Sebelum terlelap dan kuyakin bertemu dengan makhluk bervarietas ganjil di awan mimpi, kusempatkan memandang di sebalik luar jendela kereta. Di samping kananku. Gelap dan tak ada kehidupan. Dua minggu yang lalu aku bertandang ke griya Bu Endang untuk menemui putrinya –Dhani, teman sesama bloggers. Dia bekerja di Bandung sebagai karyawan di salah satu media massa terkenal. Obrolan ringan hingga berbeban terlontar dengan amat mulusnya dari mulut kami. Aku sudah begitu akrab dengan sang mama karena beliau teman sekaligus ibu sambung terbaikku, sedangkan dengan sang anak aku belum begitu mengenalnya. Baru kali itu aku melihat wajahnya. Sang mama bercerita jikalau perjalanan Yogyakarta – Bandung menggunakan kereta api akan disuguhi pemandangan eksotis di kanan kiri kereta. Jurang, terowongan dan tawaran keindahan alam begitu menyita imajinasiku. Impianku untuk membuktikan kebenaran cerita itu belum sempat aku nyatakan. “Tak apalah mungkin di kemudian hari!”, gumamku tak jelas.
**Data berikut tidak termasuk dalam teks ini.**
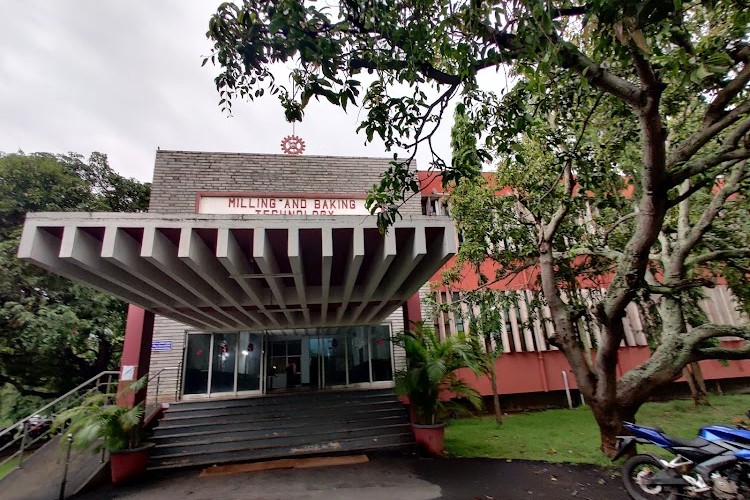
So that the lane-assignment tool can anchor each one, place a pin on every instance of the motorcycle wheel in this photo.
(638, 468)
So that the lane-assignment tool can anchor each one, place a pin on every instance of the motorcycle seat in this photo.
(696, 442)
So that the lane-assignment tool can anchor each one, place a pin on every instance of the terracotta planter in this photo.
(127, 464)
(430, 438)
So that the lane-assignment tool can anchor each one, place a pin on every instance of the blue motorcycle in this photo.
(715, 464)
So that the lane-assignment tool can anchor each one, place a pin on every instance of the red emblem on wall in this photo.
(293, 145)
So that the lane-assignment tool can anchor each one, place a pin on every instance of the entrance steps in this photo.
(279, 426)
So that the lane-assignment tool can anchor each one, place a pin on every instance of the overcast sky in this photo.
(125, 77)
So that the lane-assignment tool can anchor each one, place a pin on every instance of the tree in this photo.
(650, 65)
(55, 333)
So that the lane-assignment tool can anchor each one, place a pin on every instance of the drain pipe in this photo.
(567, 390)
(542, 371)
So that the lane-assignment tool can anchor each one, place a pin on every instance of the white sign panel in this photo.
(285, 205)
(128, 373)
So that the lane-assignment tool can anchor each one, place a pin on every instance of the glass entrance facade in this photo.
(222, 364)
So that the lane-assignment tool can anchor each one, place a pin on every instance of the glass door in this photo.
(222, 363)
(224, 360)
(250, 360)
(334, 364)
(197, 363)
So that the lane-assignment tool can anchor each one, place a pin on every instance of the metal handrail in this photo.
(41, 410)
(71, 398)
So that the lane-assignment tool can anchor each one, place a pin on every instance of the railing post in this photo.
(23, 445)
(65, 468)
(156, 393)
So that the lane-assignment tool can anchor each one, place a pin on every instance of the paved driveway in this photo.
(384, 477)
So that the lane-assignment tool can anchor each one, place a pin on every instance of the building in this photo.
(255, 274)
(258, 273)
(533, 372)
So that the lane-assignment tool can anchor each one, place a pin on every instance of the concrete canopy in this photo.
(223, 273)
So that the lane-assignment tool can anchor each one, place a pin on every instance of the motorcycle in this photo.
(715, 464)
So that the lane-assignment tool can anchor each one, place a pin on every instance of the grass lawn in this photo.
(572, 435)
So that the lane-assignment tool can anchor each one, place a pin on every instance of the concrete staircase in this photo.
(279, 426)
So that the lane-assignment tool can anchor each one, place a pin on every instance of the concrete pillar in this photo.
(412, 311)
(136, 354)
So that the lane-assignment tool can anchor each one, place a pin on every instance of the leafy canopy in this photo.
(55, 333)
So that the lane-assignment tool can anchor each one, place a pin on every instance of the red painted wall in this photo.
(525, 372)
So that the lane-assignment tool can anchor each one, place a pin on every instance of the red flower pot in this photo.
(127, 464)
(430, 438)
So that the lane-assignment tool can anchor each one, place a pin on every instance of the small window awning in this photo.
(220, 273)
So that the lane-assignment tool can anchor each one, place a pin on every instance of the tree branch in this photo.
(729, 253)
(706, 219)
(698, 139)
(716, 109)
(619, 221)
(676, 288)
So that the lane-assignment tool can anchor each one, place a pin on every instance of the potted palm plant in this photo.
(430, 383)
(98, 423)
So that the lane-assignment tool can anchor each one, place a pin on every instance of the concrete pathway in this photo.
(42, 473)
(384, 477)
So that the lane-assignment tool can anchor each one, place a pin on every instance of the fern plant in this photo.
(98, 423)
(429, 380)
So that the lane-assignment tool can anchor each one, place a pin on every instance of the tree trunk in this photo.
(495, 395)
(694, 377)
(610, 418)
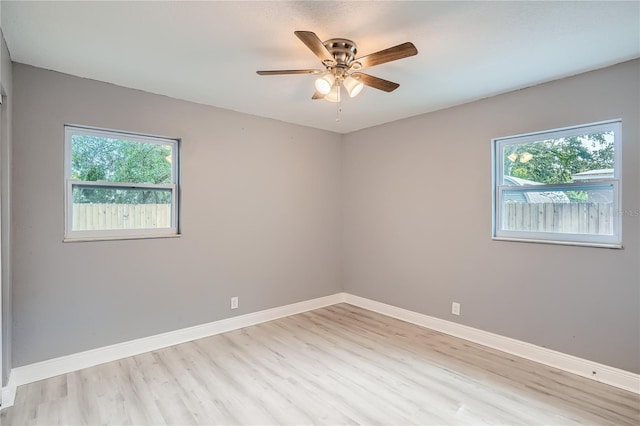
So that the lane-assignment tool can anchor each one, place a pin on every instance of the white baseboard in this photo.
(599, 372)
(66, 364)
(9, 392)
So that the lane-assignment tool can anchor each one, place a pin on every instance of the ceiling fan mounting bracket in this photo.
(343, 51)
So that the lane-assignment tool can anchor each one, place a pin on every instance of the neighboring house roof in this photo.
(532, 197)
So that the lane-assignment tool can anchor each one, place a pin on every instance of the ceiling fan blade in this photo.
(282, 72)
(312, 41)
(394, 53)
(375, 82)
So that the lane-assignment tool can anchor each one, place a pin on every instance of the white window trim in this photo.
(119, 234)
(606, 241)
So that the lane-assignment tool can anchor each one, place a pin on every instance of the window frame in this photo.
(592, 240)
(118, 234)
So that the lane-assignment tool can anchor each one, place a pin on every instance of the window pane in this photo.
(104, 208)
(586, 210)
(559, 160)
(95, 158)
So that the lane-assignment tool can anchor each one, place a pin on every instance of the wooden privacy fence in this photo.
(92, 217)
(574, 218)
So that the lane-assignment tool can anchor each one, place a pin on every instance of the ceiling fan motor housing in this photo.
(344, 52)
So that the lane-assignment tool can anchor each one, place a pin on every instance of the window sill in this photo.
(559, 242)
(120, 237)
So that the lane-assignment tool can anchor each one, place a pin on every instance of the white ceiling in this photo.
(208, 52)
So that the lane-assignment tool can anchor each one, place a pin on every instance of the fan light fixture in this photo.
(342, 66)
(329, 86)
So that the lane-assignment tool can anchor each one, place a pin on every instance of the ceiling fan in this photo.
(342, 68)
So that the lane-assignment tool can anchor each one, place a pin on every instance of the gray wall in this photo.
(417, 221)
(277, 213)
(260, 220)
(6, 85)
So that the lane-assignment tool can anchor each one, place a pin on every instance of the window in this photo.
(119, 185)
(559, 186)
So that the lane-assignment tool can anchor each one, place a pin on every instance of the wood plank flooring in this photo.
(336, 365)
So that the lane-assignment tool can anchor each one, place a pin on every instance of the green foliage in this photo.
(556, 160)
(114, 160)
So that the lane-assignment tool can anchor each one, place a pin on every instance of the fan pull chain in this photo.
(338, 104)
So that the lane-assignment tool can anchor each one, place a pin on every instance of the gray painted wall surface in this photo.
(412, 242)
(260, 220)
(5, 189)
(276, 213)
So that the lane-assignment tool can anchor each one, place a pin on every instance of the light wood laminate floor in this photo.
(336, 365)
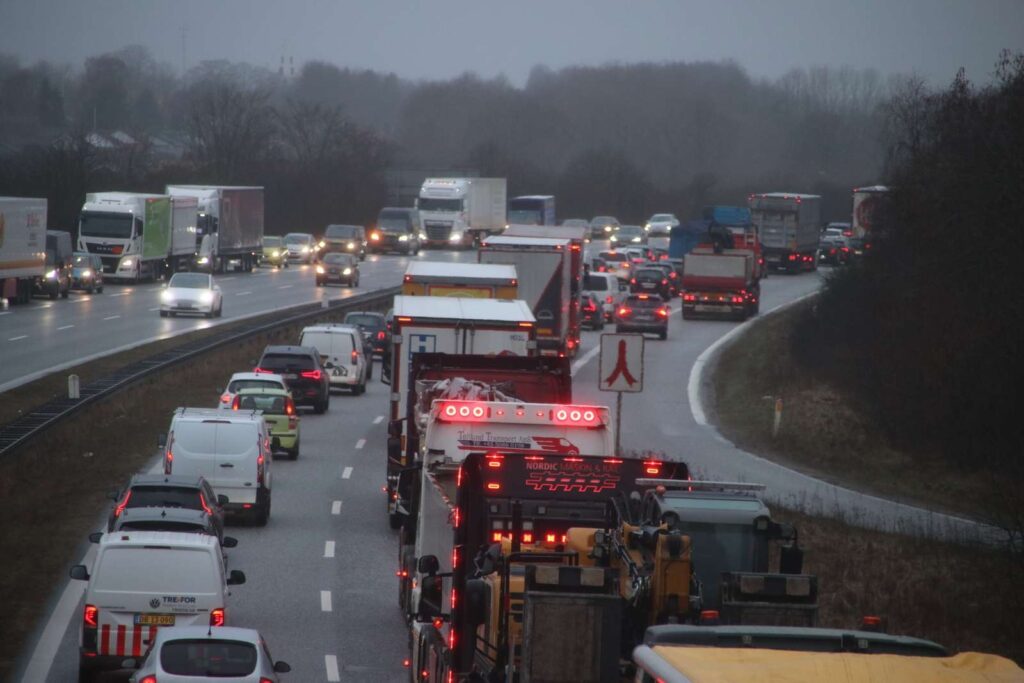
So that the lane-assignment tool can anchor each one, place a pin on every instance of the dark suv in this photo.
(651, 281)
(300, 366)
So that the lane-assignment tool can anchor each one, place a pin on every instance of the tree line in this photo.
(625, 139)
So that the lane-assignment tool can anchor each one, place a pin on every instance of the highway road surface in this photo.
(44, 335)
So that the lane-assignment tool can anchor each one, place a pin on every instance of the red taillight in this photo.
(122, 505)
(90, 616)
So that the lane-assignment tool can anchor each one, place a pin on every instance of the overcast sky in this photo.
(442, 38)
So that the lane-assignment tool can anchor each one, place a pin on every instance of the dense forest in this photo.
(626, 139)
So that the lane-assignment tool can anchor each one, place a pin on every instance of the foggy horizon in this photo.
(442, 40)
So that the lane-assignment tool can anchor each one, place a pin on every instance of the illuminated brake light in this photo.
(122, 505)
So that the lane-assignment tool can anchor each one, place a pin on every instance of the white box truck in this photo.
(458, 212)
(138, 237)
(23, 247)
(787, 225)
(229, 227)
(544, 266)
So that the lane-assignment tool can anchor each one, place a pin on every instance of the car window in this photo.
(287, 363)
(164, 497)
(208, 657)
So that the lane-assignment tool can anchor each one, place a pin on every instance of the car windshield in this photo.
(192, 281)
(267, 402)
(369, 322)
(237, 385)
(342, 231)
(208, 657)
(287, 361)
(165, 497)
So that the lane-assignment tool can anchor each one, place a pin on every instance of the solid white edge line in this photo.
(696, 371)
(331, 664)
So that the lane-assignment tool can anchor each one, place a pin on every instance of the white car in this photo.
(248, 381)
(192, 293)
(660, 223)
(197, 653)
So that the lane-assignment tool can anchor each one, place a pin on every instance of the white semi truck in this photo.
(459, 212)
(229, 227)
(23, 247)
(138, 237)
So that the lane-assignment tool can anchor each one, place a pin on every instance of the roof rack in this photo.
(693, 484)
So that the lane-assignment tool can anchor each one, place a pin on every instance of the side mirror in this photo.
(428, 564)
Duniapun terasa kelam, tak berbintang, tak ada nyanyian jengkerik dan celotehan ibu asrama juga tak bergema. Aku tidur dalam gerbong kereta mengalir ke Paris van Java. Besok aku dijemput Dhani.


 

14 komentar:

  1. sik salah ngirim, belum di editttt....Bhay

    BalasHapus
  2. awal perjuanganmu penuh dengan keculasan dan kebohongan...maka, tempat duduk di deket toilet KA hanyalah sebagian kecil dari balasan yang patut kamu terima...hueheheheee.dan waspadalah, mungkin sang nenek akan segera menghantuimu...hiiiyyy...

    BalasHapus
  3. cerdik dan cerdas kali Nik! Bukan bohong yeeee.....besok berangkat ke Bandung, dijamin pake salinan KTP lagi....ada stok banyak!. Bandung menantiku......awas kalau ketemu, aku traktir mampus luuuu.....

    BalasHapus
  4. Ke Bandung mau ketemu Dwi Astuti si puteri gunung dari Wonosari...
    Kayaknya kami pernah ketemu di Beringharjo deh...dia lagi jualan batik....hehehehe

    BalasHapus
  5. ooooh ...
    jangan lupa:
    senin: kotak-kotak
    selasa: bebas
    rabu: hitam
    kamis: batik
    jumat: koko/putih (paginya olahraga dulu)

    BalasHapus
  6. emang km mau traktir apaan? bom? ih..ogahhhhh...mending makan sendiri!!

    BalasHapus
  7. 2kelas ajaib: Ribet banget, Bhay. Baru beli baju kotak-kotak, putih, batik ni...yang item baru dicuci..ntar sampai Bandung deh, aku borong tuh baju di factory outlet. Tapi dijamin masih masuk tradisi Mizan utuk sementara..OK

    2Dwi astuti: Yeh, emang ni puteri gunung satu ini ga pernah percaya ama aku. Mau apa? Bakpia, Geplak atau apa lagi? Coba kamu luangkan sedikit hatiku untuk melihat kebaikanku, dijamin ga rugiiiii...hehehehehehe....

    BalasHapus
  8. geplak dan bakpia dah amat sangat biasa.... nyaris bosan. jangan harap dengan sogokan seperti itu trus aku balik menganggapmu baik...wekkks...

    BalasHapus
  9. Ya wis lah, aku memang jelek, memang jahat, ga baik hati, sangat sombong...hik32x (Narsisku melayang entah ke mana?)

    BalasHapus
  10. mutuuunggg...!! mana pembelaan dirimu???

    BalasHapus
  11. Malas membela diri...lagi sakit ni perutku...Di sini dingin dan maemnya masih perlu adaptasi lagi...Ini aja diapet dah habis 3 kaplet. Mengerikan!